In my previous post, I showed how to use cdata
package along with ggplot2
‘s faceting facility to compactly plot two related graphs from the same data. This got me thinking: can I use cdata
to produce a ggplot2
version of a scatterplot matrix, or pairs plot?
A pairs plot compactly plots every (numeric) variable in a dataset against every other one. In base plot, you would use the pairs()
function. Here is the base version of the pairs plot of the iris
dataset:
pairs(iris[1:4],
main = "Anderson's Iris Data -- 3 species",
pch = 21,
bg = c("#1b9e77", "#d95f02", "#7570b3")[unclass(iris$Species)])
There are other ways to do this, too:
# not run
library(ggplot2)
library(GGally)
ggpairs(iris, columns=1:4, aes(color=Species)) +
ggtitle("Anderson's Iris Data -- 3 species")
library(lattice)
splom(iris[1:4],
groups=iris$Species,
main="Anderson's Iris Data -- 3 species")
But I wanted to see if cdata
was up to the task. So here we go….
First, load the packages:
library(ggplot2)
library(cdata)
To create the pairs plot in ggplot2
, I need to reshape the data appropriately. For cdata
, I need to specify what shape I want the data to be in, using a control table. See the last post for how the control table works. For this task, creating the control table is slightly more involved.
Here, I specify the variables I want to plot.
meas_vars <- colnames(iris)[1:4]
The function expand_grid()
returns a data frame of all combinations of its arguments; in this case, I want all pairs of variables.

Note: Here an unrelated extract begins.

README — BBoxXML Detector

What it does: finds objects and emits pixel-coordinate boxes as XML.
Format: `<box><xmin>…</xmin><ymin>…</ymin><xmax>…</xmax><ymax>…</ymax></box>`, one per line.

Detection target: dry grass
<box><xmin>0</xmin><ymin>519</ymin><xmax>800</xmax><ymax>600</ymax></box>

# the data.frame() call strips the attributes from
# the frame returned by expand.grid()
controlTable <- data.frame(expand.grid(meas_vars, meas_vars,
stringsAsFactors = FALSE))
# rename the columns
colnames(controlTable) <- c("x", "y")
# add the key column
controlTable <- cbind(
data.frame(pair_key = paste(controlTable[[1]], controlTable[[2]]),
stringsAsFactors = FALSE),
controlTable)
controlTable
## pair_key x y
## 1 Sepal.Length Sepal.Length Sepal.Length Sepal.Length
## 2 Sepal.Width Sepal.Length Sepal.Width Sepal.Length
## 3 Petal.Length Sepal.Length Petal.Length Sepal.Length
## 4 Petal.Width Sepal.Length Petal.Width Sepal.Length
## 5 Sepal.Length Sepal.Width Sepal.Length Sepal.Width
## 6 Sepal.Width Sepal.Width Sepal.Width Sepal.Width
## 7 Petal.Length Sepal.Width Petal.Length Sepal.Width
## 8 Petal.Width Sepal.Width Petal.Width Sepal.Width
## 9 Sepal.Length Petal.Length Sepal.Length Petal.Length
## 10 Sepal.Width Petal.Length Sepal.Width Petal.Length
## 11 Petal.Length Petal.Length Petal.Length Petal.Length
## 12 Petal.Width Petal.Length Petal.Width Petal.Length
## 13 Sepal.Length Petal.Width Sepal.Length Petal.Width
## 14 Sepal.Width Petal.Width Sepal.Width Petal.Width
## 15 Petal.Length Petal.Width Petal.Length Petal.Width
## 16 Petal.Width Petal.Width Petal.Width Petal.Width
The control table specifies that for every row of iris
, sixteen new rows get produced, one for each possible pair of variables. The column pair_key
will be the key column in the new data frame; there’s one key level for every possible pair of variables. The columns x
and y
will be the value columns in the new data frame — these will be the columns that we plot.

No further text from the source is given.